「黄色い大地(1984)」のストーリー

1939年初春。日中戦争が始まって二年目を迎えようとしていた。中国中央部、陝西省北部の寒村に、革命軍の根拠地廷安から民謡の採集のためにひとりの八路軍兵士がやってきた。顧青(王学圻)というその兵士が村に着いた日、村は結婚式でにぎわっていた。しかしそれは花嫁を金銭で買い上げる売買婚なのであった。まだ13歳にも満たない少女の嫁入りは極貧の村では常識とされていた。

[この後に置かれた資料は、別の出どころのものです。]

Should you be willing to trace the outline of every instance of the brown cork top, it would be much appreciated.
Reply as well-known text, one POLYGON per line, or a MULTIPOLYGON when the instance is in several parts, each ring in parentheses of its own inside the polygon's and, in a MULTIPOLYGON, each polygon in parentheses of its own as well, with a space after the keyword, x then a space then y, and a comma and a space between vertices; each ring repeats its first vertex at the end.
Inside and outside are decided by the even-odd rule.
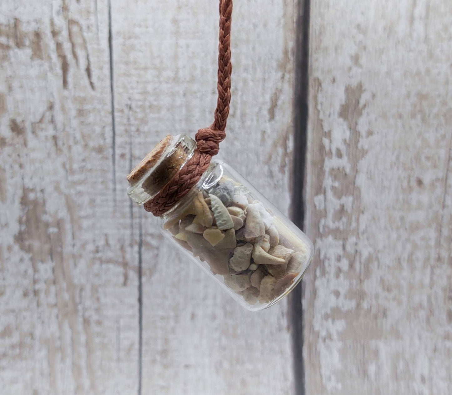
POLYGON ((174 137, 169 134, 160 141, 141 160, 127 176, 127 180, 132 185, 138 182, 149 170, 152 169, 162 156, 165 150, 171 145, 174 137))

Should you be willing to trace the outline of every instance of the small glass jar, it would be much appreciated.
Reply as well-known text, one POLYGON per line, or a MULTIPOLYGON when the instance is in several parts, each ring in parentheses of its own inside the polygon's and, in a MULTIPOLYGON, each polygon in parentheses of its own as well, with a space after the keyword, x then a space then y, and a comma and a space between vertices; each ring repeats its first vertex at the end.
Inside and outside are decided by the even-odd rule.
MULTIPOLYGON (((152 198, 195 146, 185 134, 162 140, 129 174, 130 198, 138 204, 152 198)), ((160 218, 163 234, 250 311, 287 295, 314 254, 303 232, 215 157, 198 183, 160 218)))

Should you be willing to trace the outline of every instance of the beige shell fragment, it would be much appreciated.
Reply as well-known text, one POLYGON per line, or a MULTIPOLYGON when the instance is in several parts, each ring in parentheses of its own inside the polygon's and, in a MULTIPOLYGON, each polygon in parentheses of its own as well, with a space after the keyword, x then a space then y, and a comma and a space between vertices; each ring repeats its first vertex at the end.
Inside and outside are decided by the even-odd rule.
POLYGON ((275 284, 275 287, 273 289, 273 294, 275 296, 277 296, 282 293, 283 291, 293 282, 294 280, 298 275, 298 273, 287 274, 284 277, 278 280, 276 282, 276 284, 275 284))
POLYGON ((215 246, 216 248, 235 248, 237 245, 235 232, 234 229, 228 229, 224 232, 224 238, 215 246))
POLYGON ((260 282, 265 277, 265 275, 264 274, 264 272, 258 267, 257 270, 251 274, 251 277, 250 279, 251 285, 259 289, 260 288, 260 282))
POLYGON ((305 252, 296 252, 292 256, 287 265, 287 273, 299 273, 304 265, 307 263, 307 254, 305 252))
POLYGON ((245 210, 248 207, 248 199, 244 195, 234 195, 232 198, 232 205, 245 210))
POLYGON ((250 267, 248 268, 251 270, 252 272, 254 272, 255 270, 259 267, 255 263, 251 263, 250 265, 250 267))
MULTIPOLYGON (((256 243, 257 245, 260 245, 265 252, 268 252, 270 249, 270 236, 268 235, 266 235, 264 236, 264 239, 256 243)), ((273 254, 272 254, 273 255, 273 254)))
POLYGON ((271 247, 274 247, 279 244, 279 234, 278 233, 278 230, 276 229, 276 226, 273 224, 266 231, 267 234, 270 236, 270 245, 271 247))
POLYGON ((286 248, 283 245, 278 245, 275 247, 272 247, 268 251, 270 255, 273 255, 277 258, 283 259, 285 263, 288 263, 289 259, 295 251, 290 248, 286 248))
POLYGON ((287 264, 266 265, 267 271, 277 280, 282 278, 287 274, 287 264))
POLYGON ((199 234, 203 233, 206 229, 205 226, 203 226, 201 224, 197 223, 193 223, 188 226, 185 226, 186 231, 199 234))
POLYGON ((235 230, 238 230, 239 229, 243 226, 243 220, 241 218, 239 218, 238 216, 235 216, 235 215, 231 215, 231 218, 232 220, 232 223, 234 224, 234 229, 235 230))
POLYGON ((238 216, 240 219, 245 221, 246 216, 245 215, 245 212, 240 207, 235 207, 234 206, 231 206, 227 207, 228 212, 231 216, 238 216))
POLYGON ((306 251, 306 245, 290 230, 278 217, 273 217, 275 225, 279 235, 279 244, 287 248, 306 251))
POLYGON ((241 247, 235 247, 234 255, 229 260, 229 265, 237 272, 246 270, 250 266, 253 245, 249 243, 241 247))
POLYGON ((271 276, 266 276, 260 282, 259 301, 261 303, 269 302, 273 298, 273 290, 276 285, 276 279, 271 276))
POLYGON ((209 196, 210 197, 211 206, 218 228, 221 230, 226 230, 233 228, 234 222, 232 222, 232 219, 221 201, 219 198, 212 193, 209 194, 209 196))
POLYGON ((225 284, 232 291, 235 292, 244 291, 251 286, 251 283, 250 280, 250 273, 230 274, 228 276, 225 276, 225 284))
POLYGON ((175 236, 174 236, 178 240, 182 240, 183 241, 187 241, 187 232, 181 232, 179 233, 178 233, 175 236))
POLYGON ((247 210, 244 236, 247 241, 254 243, 265 234, 264 222, 257 207, 250 206, 247 210))
MULTIPOLYGON (((179 243, 184 241, 177 240, 179 243)), ((195 257, 199 257, 201 260, 205 261, 210 267, 212 273, 224 275, 229 273, 229 266, 227 261, 232 249, 219 249, 212 245, 201 235, 188 232, 187 243, 189 248, 193 251, 195 257)))
POLYGON ((258 244, 254 245, 253 249, 253 259, 258 265, 283 265, 286 263, 284 259, 265 252, 258 244))
POLYGON ((215 246, 224 239, 225 234, 219 229, 206 229, 202 236, 212 246, 215 246))
POLYGON ((193 223, 210 228, 212 226, 213 220, 209 206, 204 201, 202 192, 199 192, 193 199, 193 204, 196 211, 196 216, 193 220, 193 223))
POLYGON ((185 228, 188 225, 191 225, 194 219, 194 215, 188 215, 184 217, 180 220, 180 223, 179 224, 179 231, 183 232, 185 230, 185 228))
POLYGON ((254 287, 250 287, 243 291, 243 298, 250 305, 255 305, 259 296, 259 290, 254 287))
POLYGON ((193 202, 192 202, 191 204, 185 207, 185 209, 182 212, 179 213, 177 216, 170 218, 168 220, 165 222, 165 224, 163 226, 163 229, 165 230, 169 229, 175 224, 178 224, 179 223, 179 221, 182 219, 184 217, 187 216, 188 215, 196 214, 196 210, 195 208, 194 204, 193 202))
POLYGON ((245 228, 240 228, 235 232, 235 240, 237 241, 244 241, 245 240, 245 228))

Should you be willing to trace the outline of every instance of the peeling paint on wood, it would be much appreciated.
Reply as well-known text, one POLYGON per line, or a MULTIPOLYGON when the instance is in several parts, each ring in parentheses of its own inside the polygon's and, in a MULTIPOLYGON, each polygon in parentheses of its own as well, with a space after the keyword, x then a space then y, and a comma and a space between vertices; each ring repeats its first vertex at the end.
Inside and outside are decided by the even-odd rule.
POLYGON ((452 386, 450 2, 313 2, 306 393, 452 386))
MULTIPOLYGON (((218 8, 208 0, 111 5, 119 196, 130 164, 160 139, 212 123, 218 8)), ((294 7, 234 4, 231 110, 220 154, 286 212, 294 7)), ((250 314, 174 251, 151 215, 134 207, 133 215, 143 221, 142 393, 292 393, 287 301, 250 314)))
POLYGON ((66 2, 0 5, 0 386, 136 393, 137 235, 106 175, 106 5, 98 35, 93 2, 66 2))
MULTIPOLYGON (((221 147, 286 212, 294 7, 235 5, 221 147)), ((243 310, 125 193, 162 137, 212 122, 217 14, 207 0, 1 3, 0 386, 11 393, 292 391, 287 302, 243 310)))

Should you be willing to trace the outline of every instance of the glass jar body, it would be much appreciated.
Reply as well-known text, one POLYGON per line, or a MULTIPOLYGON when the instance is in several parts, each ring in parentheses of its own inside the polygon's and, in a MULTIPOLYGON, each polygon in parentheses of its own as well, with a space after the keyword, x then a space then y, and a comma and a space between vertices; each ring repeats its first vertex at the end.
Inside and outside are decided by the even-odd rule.
POLYGON ((164 235, 250 311, 288 294, 314 254, 307 236, 221 160, 160 219, 164 235))

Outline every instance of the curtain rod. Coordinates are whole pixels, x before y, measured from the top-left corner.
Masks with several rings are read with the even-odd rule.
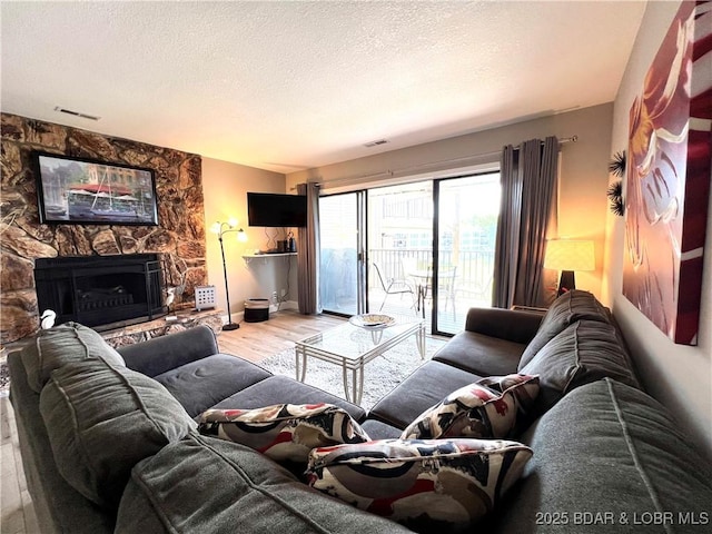
[[[574,135],[571,137],[563,137],[561,139],[558,139],[558,145],[565,145],[567,142],[577,142],[578,141],[578,136]],[[544,145],[544,141],[542,141],[542,145]],[[514,150],[518,150],[518,147],[514,147]],[[349,178],[337,178],[335,180],[328,180],[327,182],[322,182],[322,181],[314,181],[313,184],[316,184],[317,186],[347,186],[350,182],[359,182],[362,180],[366,180],[366,179],[374,179],[374,178],[390,178],[394,177],[395,175],[398,175],[400,172],[409,172],[413,170],[417,170],[417,169],[422,169],[425,167],[432,167],[434,165],[443,165],[443,164],[456,164],[456,162],[461,162],[461,161],[467,161],[471,159],[482,159],[482,158],[488,158],[491,156],[498,156],[500,154],[502,154],[502,150],[496,150],[496,151],[492,151],[492,152],[484,152],[484,154],[474,154],[472,156],[463,156],[461,158],[453,158],[453,159],[441,159],[437,161],[428,161],[426,164],[418,164],[418,165],[413,165],[411,167],[402,167],[399,169],[396,170],[384,170],[380,172],[374,172],[370,175],[362,175],[362,176],[352,176]],[[296,188],[295,188],[296,189]]]

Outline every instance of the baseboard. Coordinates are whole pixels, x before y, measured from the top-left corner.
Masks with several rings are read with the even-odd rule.
[[[284,310],[284,309],[299,309],[299,303],[297,303],[296,300],[285,300],[284,303],[281,303],[280,306],[277,306],[276,304],[269,305],[270,314],[274,314],[277,310]]]

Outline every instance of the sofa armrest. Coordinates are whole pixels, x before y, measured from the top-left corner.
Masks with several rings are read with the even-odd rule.
[[[469,308],[465,329],[508,342],[527,344],[536,335],[542,314],[504,308]]]
[[[215,333],[205,325],[155,337],[118,349],[126,366],[148,376],[157,376],[181,365],[218,354]]]

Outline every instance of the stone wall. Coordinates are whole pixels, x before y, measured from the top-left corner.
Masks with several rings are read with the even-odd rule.
[[[39,327],[36,258],[158,253],[166,285],[185,283],[176,304],[191,300],[194,286],[207,281],[200,156],[9,113],[0,119],[0,343]],[[33,150],[154,169],[159,226],[40,225]]]

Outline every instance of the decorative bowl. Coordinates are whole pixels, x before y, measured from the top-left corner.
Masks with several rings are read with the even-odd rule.
[[[362,328],[386,328],[394,325],[396,318],[385,314],[362,314],[353,316],[348,322]]]

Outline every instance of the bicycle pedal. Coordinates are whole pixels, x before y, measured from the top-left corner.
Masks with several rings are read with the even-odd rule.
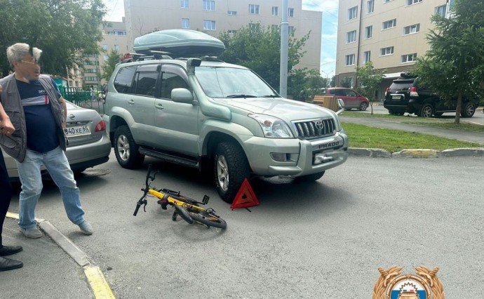
[[[158,201],[156,201],[158,204],[161,206],[161,208],[163,210],[166,210],[166,206],[168,204],[168,201],[165,200],[165,199],[160,199]]]

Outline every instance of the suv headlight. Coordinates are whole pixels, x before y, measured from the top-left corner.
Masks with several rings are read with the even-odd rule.
[[[277,117],[264,114],[249,114],[259,122],[264,136],[268,138],[293,138],[293,133],[289,126],[281,119]]]

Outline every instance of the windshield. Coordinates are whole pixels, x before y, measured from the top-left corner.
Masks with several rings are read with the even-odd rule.
[[[272,88],[249,69],[199,67],[196,79],[210,98],[278,98]]]

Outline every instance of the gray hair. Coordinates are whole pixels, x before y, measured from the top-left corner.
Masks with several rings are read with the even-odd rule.
[[[27,54],[34,56],[36,60],[40,59],[42,50],[34,47],[32,48],[32,53],[30,51],[30,46],[28,44],[17,43],[7,48],[7,59],[10,65],[13,67],[14,62],[22,60]]]

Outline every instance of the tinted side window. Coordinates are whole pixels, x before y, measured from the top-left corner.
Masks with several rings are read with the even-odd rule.
[[[114,78],[114,89],[121,93],[130,93],[135,72],[136,72],[135,65],[130,65],[119,69],[119,72]]]
[[[156,72],[141,72],[136,75],[136,85],[133,93],[154,97],[156,90]]]
[[[170,99],[173,88],[190,89],[188,77],[179,66],[164,65],[161,71],[161,98]]]

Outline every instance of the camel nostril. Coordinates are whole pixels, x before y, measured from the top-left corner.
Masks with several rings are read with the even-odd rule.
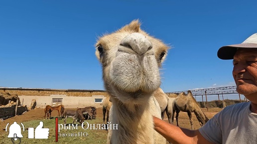
[[[122,40],[121,46],[128,48],[139,55],[142,55],[152,48],[152,44],[143,35],[133,33]]]
[[[147,51],[150,50],[152,48],[152,46],[149,46],[148,48]]]

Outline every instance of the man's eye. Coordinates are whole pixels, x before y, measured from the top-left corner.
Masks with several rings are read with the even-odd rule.
[[[249,65],[253,64],[253,63],[257,63],[257,62],[255,62],[255,61],[247,61],[246,62],[247,62],[247,64]]]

その儀式をじっと見つめる少女翠巧(薛白)は、次が自分の番だということを知っていた。顧青は、寡黙な父(譚托)と頭の弱い弟・ハンハン(劉強)と三人で暮らす翠巧の家に泊ることになった。顧青の話は翠巧にとってとても新鮮なものだった。廷安の様子、時代の動き、さらに廷安ではもう売買婚などという風習はとっくにすたれ、男女は自分の意志で結婚相手を選ぶと聞いて、翠巧の目は輝いた。翠巧は顧青に民謡を教えた。彼女にとっては今までにない楽しい日々が続く。荒れ果てた黄土地帯にこだまする顧青、翠巧、ハンハンの歌声。姉弟にとって苦しい筈の一里離れた山向こうの黄河への水くみも、この時ばかりは辛くなかった。しかしあっけなく翠巧の縁談が決まり顧青が廷安に帰らなければならない日が近づいた。翠巧は顧青に、廷安に連れていってほしいと哀願したが、軍の規則はそれを許さなかった。顧青は旅立った。翌年4月、翠巧は見知らぬ男と結婚式を挙げた。父や弟のためとはいえ、彼女はこの結婚を受け入れられず、初夜の床を抜け出した。そして、黄河へ小舟を漕ぎ出す。目的地はもちろん廷安だ。しかし、夜の闇の中に彼女の小舟は黄河の濁流にのみこまれていった……。そして6月、顧青が再びやって来た。翠巧たちの名を呼びながら、懐かし気に家を訪ねるが、もはやそこには誰も住んでいなかった。戸口には、翠巧の婚礼の時の色褪せた聨が風にそよいでいるだけだった。村の一角、頭に草の冠をつけた大勢の男たちが地面に頭をすりつけ、雨乞いの祈りをささげている。その中にいたハンハンが顧青の姿を見つけ、大声で名前を呼びながら駆けよってくる……。